Gosto dos diferentes sabores.
Porém sempre vai ter um único que vai te marcar.
Na melhor das hipóteses como cicatriz ou uma tatuagem, ou da pior forma, virando seu câncer para o resto da vida, até te enterrar.
Você pode ate esquecer por anos, mas misteriosamente alguma recordação vai brotar como mágica ou simplesmente essa marca começa a latejar e aparecer na sua frente com um sorriso dos mais lindos no rosto.
Abrindo meus arquivos achei uma carta antiga.
Sou um pouco saudosista com textos, e do mesmo jeito que o passado me faz bem, ele me corrói.
Foda se, masoquismo sempre fez parte de minhas qualidades.
A carta se referia à despedida da mulher da minha vida.
A despedida atemporal, que continua ecoando, assim como o meu amor por ela.
Não falo sobre suas características físicas.
No caso dela não funciona dessa forma.
Ela vai além de qualquer definição ou descrição.
Diferentes das lindas ruivas que me fazem pirar em um bar, as belas e ousadas ciganas loiras que me encantam pela rua, a beleza dela sempre foi algo indecifrável.
Ali a coisa funciona mais com os cinco sentidos e vai além.
Sinto por ela uma atração de alma mesmo.
O amor da minha vida, por ser tão grandioso veio com um grande peso negativo, a depressão.
Tentando diminuir um pouco o seu sofrimento, fazia o que estivesse ao meu alcance, e com isso potencializava o meu sofrimento.
Talvez eu sofra de uma punição divina.
Como o Titã Atlas, que na mitologia foi condenado pelo Deus Zeus a carregar nos ombros o céu.
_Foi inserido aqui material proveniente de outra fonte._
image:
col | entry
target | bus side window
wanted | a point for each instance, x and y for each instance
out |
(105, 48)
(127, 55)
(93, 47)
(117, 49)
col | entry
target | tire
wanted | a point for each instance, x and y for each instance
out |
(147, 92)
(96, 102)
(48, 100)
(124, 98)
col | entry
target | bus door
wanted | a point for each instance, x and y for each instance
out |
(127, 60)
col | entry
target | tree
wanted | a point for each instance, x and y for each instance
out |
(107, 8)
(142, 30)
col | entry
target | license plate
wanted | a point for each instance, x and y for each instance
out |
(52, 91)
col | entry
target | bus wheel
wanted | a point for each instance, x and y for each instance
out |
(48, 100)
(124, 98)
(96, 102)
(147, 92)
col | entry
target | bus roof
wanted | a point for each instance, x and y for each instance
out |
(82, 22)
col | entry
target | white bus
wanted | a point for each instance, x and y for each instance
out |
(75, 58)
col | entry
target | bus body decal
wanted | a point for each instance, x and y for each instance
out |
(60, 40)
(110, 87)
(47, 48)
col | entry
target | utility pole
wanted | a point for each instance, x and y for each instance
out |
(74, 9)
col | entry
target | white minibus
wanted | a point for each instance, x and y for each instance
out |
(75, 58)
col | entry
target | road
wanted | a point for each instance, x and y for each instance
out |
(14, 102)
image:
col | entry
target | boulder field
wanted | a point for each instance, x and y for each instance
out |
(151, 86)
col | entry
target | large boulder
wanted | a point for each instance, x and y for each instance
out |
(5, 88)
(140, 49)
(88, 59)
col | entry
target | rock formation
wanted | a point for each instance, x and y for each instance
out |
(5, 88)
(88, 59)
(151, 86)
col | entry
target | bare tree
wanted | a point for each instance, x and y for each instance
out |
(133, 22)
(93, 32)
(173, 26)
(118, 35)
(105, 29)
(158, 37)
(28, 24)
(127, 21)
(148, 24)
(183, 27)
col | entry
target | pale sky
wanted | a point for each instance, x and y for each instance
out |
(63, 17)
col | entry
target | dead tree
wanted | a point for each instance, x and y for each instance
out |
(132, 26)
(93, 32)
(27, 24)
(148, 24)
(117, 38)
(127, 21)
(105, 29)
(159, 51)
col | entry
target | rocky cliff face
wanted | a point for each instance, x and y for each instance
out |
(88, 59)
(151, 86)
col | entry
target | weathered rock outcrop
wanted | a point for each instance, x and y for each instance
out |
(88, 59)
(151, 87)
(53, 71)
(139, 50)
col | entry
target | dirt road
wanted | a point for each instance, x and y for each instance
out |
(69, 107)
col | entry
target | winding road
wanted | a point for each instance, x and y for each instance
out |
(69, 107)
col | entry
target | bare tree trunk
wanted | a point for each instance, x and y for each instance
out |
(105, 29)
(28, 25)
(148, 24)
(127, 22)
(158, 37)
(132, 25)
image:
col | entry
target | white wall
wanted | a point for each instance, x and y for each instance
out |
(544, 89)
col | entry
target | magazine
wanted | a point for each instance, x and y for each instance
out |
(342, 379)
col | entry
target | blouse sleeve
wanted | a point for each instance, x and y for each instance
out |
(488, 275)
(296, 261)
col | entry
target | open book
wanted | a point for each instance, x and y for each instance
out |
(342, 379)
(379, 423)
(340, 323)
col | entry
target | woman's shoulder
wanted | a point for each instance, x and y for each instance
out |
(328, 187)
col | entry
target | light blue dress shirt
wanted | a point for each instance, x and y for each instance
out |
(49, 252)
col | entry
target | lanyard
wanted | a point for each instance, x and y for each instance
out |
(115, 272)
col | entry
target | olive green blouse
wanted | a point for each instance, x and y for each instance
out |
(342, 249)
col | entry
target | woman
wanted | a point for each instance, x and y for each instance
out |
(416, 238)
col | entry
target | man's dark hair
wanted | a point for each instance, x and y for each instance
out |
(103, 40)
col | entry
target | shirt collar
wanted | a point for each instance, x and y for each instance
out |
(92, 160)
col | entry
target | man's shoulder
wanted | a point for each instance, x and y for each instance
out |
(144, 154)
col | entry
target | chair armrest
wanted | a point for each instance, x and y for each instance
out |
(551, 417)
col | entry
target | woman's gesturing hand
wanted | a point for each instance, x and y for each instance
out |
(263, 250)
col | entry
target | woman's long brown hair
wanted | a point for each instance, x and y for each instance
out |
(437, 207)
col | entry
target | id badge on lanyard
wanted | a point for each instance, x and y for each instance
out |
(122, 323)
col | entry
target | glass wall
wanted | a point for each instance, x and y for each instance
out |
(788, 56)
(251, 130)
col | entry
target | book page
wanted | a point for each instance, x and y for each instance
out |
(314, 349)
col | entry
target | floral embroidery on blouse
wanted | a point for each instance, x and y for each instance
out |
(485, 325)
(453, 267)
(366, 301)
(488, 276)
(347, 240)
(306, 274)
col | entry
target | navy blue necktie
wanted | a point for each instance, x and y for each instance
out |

Só não me lembro por qual motivo,decerto algo que trago no carma.
A depressão nessa época não me pegou.
Não me dava a esse luxo.
Precisava me manter forte e focado para reerguê-la e trazer de volta o brilho e a beleza de seus olhos.
Fiquei anos próximo da loucura.
Sendo o seu melhor confidente e conselheiro.
Deixando de viver minha vida e vivendo a dela.
Não tinha mais foco para nenhum plano ou sonho.
Na verdade não havia espaço para isso.
Meu maior sonho sempre foi sua felicidade, mesmo que eu não estivesse incluído nela.
Anos se passaram.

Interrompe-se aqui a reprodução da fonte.